Wang Dan, Hu Shou-Liang, Cheng Xiang-Lin, Yang Ji-Yuan
Department of Central Laboratory, First Affiliated Hospital of Yangtze University, JingZhou, Hubei 434000, China.
Thromb Res. 2014 Dec;134(6):1323-7. doi: 10.1016/j.thromres.2014.10.003. Epub 2014 Oct 13.
Previous studies have evaluated the association between FCGR2A H131R (rs1801274) polymorphism and idiopathic (immune) thrombocytopenic purpura (ITP), but results remain inconsistent. This meta-analysis was conducted to clarify these controversies.
Literatures on PubMed/ Medline, Embase and CENTRAL databases up to September 2013 were searched by two investigators. The distributions of alleles and genotypes between cases and controls were compared by using odds ratios (ORs) and 95% confidence intervals (95% CIs). Fixed or Random-effects models were used when appropriate.
10 studies involving 553 patients and 1088 controls were available for this study, including 7 studies of Caucasian descendents, 2 studies of Asian descendents, and 1 study contained diverse ethnicity. In this studied overall population, we didn't found any significant association between the FCGR H131R polymorphism and the risk of ITP for all genetic models. But in the subgroup analysis, a significant association between FCGR H131R polymorphism and ITP susceptibility was observed in Caucasian population of childhood-onset group for H vs. R (OR = 1.246, 95% CI 1.021-1.522, p = 0.031), HH vs. HR + RR (OR = 1.562, 95% CI 1.145-2.129, p = 0.005), HH vs. HR (OR = 1.598, 95% CI 1.146-2.228, p = 0.006), HH vs. RR (OR = 1.484, 95% CI 1.005-2.191, p = 0.047). No significantly between-study heterogeneity was observed for all genotype models in Caucasian childhood-onset ITP subtype analysis. However, this association was not stable after sensitivity analysis.

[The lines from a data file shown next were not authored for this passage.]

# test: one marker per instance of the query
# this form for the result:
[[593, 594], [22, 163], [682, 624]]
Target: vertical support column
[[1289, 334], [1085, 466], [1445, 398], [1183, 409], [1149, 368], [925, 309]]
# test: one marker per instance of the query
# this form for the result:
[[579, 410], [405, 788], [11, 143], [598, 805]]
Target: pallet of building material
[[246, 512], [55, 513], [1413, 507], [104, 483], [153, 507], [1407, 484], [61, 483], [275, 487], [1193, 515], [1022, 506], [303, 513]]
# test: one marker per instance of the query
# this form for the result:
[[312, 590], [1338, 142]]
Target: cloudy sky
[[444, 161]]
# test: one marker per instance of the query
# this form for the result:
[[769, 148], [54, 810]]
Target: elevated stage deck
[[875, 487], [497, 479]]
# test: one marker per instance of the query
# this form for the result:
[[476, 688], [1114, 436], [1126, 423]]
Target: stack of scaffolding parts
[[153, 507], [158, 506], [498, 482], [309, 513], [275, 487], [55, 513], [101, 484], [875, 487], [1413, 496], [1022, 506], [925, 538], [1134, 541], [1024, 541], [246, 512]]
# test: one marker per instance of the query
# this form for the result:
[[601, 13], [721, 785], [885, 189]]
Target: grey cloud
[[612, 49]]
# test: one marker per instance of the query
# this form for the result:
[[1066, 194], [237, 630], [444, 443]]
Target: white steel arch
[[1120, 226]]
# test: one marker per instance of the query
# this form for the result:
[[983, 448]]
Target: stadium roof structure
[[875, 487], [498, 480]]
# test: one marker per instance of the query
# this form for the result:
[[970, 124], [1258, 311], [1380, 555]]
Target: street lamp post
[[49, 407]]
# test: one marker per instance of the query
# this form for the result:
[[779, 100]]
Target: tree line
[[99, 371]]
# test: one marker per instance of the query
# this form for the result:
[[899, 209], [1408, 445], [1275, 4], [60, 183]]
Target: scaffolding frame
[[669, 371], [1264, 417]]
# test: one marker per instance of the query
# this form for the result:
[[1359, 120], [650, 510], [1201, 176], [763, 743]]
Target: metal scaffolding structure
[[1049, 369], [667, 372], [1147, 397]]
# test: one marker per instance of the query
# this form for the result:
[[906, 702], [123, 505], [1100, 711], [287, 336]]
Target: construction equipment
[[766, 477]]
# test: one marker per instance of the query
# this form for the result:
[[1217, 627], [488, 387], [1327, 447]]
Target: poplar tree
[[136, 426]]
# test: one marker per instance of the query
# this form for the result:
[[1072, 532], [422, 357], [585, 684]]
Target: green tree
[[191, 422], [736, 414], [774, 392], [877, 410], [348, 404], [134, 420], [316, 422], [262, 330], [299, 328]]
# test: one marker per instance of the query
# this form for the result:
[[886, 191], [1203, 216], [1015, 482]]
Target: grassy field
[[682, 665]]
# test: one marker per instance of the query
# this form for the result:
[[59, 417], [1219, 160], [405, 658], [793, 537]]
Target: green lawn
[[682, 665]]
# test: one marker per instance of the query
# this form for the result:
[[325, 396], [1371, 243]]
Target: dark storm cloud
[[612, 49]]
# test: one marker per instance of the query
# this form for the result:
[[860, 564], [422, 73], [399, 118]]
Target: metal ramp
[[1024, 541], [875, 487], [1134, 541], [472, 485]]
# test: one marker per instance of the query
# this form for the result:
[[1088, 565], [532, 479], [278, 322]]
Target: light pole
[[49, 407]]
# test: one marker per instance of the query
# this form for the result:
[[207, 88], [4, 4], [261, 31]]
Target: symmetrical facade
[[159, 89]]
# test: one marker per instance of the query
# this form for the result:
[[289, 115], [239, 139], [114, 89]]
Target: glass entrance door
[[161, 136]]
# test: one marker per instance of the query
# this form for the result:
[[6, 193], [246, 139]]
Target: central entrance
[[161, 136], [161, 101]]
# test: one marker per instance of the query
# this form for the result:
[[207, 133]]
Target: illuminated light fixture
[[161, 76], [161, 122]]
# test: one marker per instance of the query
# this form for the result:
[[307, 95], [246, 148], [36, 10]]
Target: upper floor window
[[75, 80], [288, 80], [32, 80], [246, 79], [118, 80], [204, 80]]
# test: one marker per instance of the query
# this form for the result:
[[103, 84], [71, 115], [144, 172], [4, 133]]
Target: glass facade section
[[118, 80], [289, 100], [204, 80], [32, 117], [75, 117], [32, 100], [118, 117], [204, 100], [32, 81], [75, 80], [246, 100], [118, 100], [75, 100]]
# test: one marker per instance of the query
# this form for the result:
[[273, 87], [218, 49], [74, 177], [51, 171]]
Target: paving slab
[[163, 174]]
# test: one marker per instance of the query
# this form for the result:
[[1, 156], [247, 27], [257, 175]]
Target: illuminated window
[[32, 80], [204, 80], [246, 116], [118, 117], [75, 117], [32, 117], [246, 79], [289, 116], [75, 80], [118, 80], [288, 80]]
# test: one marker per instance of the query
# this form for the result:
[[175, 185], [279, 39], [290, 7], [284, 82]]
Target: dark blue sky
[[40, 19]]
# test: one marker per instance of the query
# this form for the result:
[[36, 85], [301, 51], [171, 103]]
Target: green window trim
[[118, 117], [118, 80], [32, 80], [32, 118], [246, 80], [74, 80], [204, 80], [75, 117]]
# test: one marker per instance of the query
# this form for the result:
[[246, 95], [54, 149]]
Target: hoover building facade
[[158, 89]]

Our present meta-analysis indicated that FCGR H131R polymorphism might not be associated with risk of ITP in overall population. However, in Caucasian childhood-onset subgroup, there might be an association between FCGR2A H131R polymorphism and ITP risk, which is not robust and should be explained with caution.
既往研究评估了FCGR2A H131R(rs1801274)基因多态性与特发性(免疫性)血小板减少性紫癜(ITP)之间的关联,但结果仍不一致。本荟萃分析旨在澄清这些争议。
由两名研究人员检索截至2013年9月PubMed/Medline、Embase和CENTRAL数据库中的文献。通过比值比(OR)和95%置信区间(95%CI)比较病例组和对照组之间等位基因和基因型的分布。适当情况下使用固定效应或随机效应模型。
本研究纳入10项研究,共553例患者和1088例对照,其中7项研究为白种人后裔,2项研究为亚洲人后裔,1项研究包含不同种族。在本研究的总体人群中,我们未发现FCGR H131R基因多态性与所有遗传模型的ITP风险之间存在任何显著关联。但在亚组分析中,在儿童期发病组的白种人群中,观察到FCGR H131R基因多态性与ITP易感性之间存在显著关联:H与R比较(OR = 1.246,95%CI 1.021 - 1.522,p = 0.031),HH与HR + RR比较(OR = 1.562,95%CI 1.145 - 2.129,p = 0.005),HH与HR比较(OR = 1.598,95%CI 1.146 - 2.228,p = 0.006),HH与RR比较(OR = 1.484,95%CI 1.005 - 2.191,p = 0.047)。在白种人儿童期发病ITP亚型分析中,所有基因型模型均未观察到显著的研究间异质性。然而,敏感性分析后这种关联并不稳定。
我们目前的荟萃分析表明,FCGR H131R基因多态性可能与总体人群的ITP风险无关。然而,在白种人儿童期发病亚组中,FCGR2A H131R基因多态性与ITP风险之间可能存在关联,但这种关联并不稳健,应谨慎解释。